$20 Million Grant Drives IDEAL Research in Data Science
A Chicago-based research coalition that includes researchers from Illinois Institute of Technology has been awarded a share of a five-year, $20 million grant from the National Science Foundation to accelerate innovations in data science.
The NSF announced award winners of its Transdisciplinary Research in Principles of Data Science (TRIPODS) Phase II program, which brings together scientists and engineers from different research communities to further the theoretical foundations of data science through integrated research and training activities. Jinqiao “Jeffrey” Duan, professor of applied mathematics at Illinois Tech, and Binghui Wang, assistant professor of computer science at Illinois Tech, are part of the coalition that received a TRIPODS grant.
TRIPODS is one initiative of NSF’s Harnessing the Data Revolution Big Idea, which is designed to stimulate discovery and innovation in data science algorithms, data infrastructure, and education and workforce development.
“This institute provides a platform for conducting research and training in the mathematical foundation of data science, with expertise, motivation, and inspiration from people of diverse backgrounds,” Duan says.
Duan and Wang will conduct data science research with the Institute for Data, Econometrics, Algorithms, and Learning (IDEAL), a consortium of more than 50 Chicago-area researchers from Northwestern University, the University of Chicago, the University of Illinois Chicago, and Toyota Technological Institute. IDEAL focuses its research on key aspects of data science foundations across computer science, electrical engineering, mathematics, and statistics in fields such as economics, operations research, and law.
IDEAL researchers promise the work conducted with the TRIPODS funding will lead to new theoretical frameworks, models, mathematical tools, and algorithms for analyzing high-dimensional data, inference, and learning. The goal is to gain a better understanding of the foundations of data science and machine learning in emerging concerns such as reliability, fairness, privacy, and interpretability as data science interacts with society.
Duan says his work will revolve around data-driven prediction of stochastic dynamical systems.
“We may also like to add some relevant faculty members in this institute,” he says. “Moreover, all faculty members and students are welcome to participate in the activities of this data science institute.”
IDEAL’s proposal also includes a strong public outreach component to impact research and educational infrastructures to engage a diverse population from underrepresented communities engaged in data science. This includes conducting public lectures and exhibits through a partnership with the Museum of Science and Industry, as well as conducting workshops with local high school teachers through a partnership with Math Circles of Chicago. Direct workshops with undergraduate and high school students are also a part of the strategy.
“What we develop in this institute will be beneficial to public users of data,” Duan says. “For this reason, the grant also has an educational component—to provide training in data science for undergraduate and graduate students.

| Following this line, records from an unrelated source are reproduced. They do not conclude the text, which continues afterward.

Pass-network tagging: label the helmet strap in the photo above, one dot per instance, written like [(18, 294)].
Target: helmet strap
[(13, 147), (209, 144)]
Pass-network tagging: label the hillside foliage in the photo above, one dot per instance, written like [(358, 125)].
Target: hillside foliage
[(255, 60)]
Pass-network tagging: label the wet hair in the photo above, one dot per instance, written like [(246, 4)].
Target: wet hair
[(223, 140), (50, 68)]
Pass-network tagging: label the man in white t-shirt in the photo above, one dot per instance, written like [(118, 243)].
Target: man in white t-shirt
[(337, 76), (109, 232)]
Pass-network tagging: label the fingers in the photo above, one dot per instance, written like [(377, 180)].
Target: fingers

In particular, a graduate student in one university can attend relevant data science courses (to be developed within this grant) at the other four universities and institutes.”
The institute also plans direct engagement with industry through activities involving Google, other industry partners in the broader Chicago area, and applied data science institutes.
“The NSF TRIPODS institutes will bring advances in data science theory that improve health care, manufacturing, and many other applications and industries that use data for decision making,” says Shekhar Bhansali, NSF division director for electrical, communications, and cyber systems.
Phase II of the TRIPODS program continues to support the development of collaborative institutes to delve into foundational issues in data science, such as designing algorithms to analyze large, complex, noisy, and changing data sets. Some of these sets include historical biases and elements influenced by self-interested and possibly malicious parties, which creates a need for fair, ethical, and understandable results from complex data-driven decision-making processes.
“The new 2022 TRIPODS awards address foundational challenges in data science at the core of data-driven discovery and decision making,” says Dilma Da Silva, NSF division director for Computing and Communication Foundations (CCF). “CCF is pleased to be able to support these impactful projects.”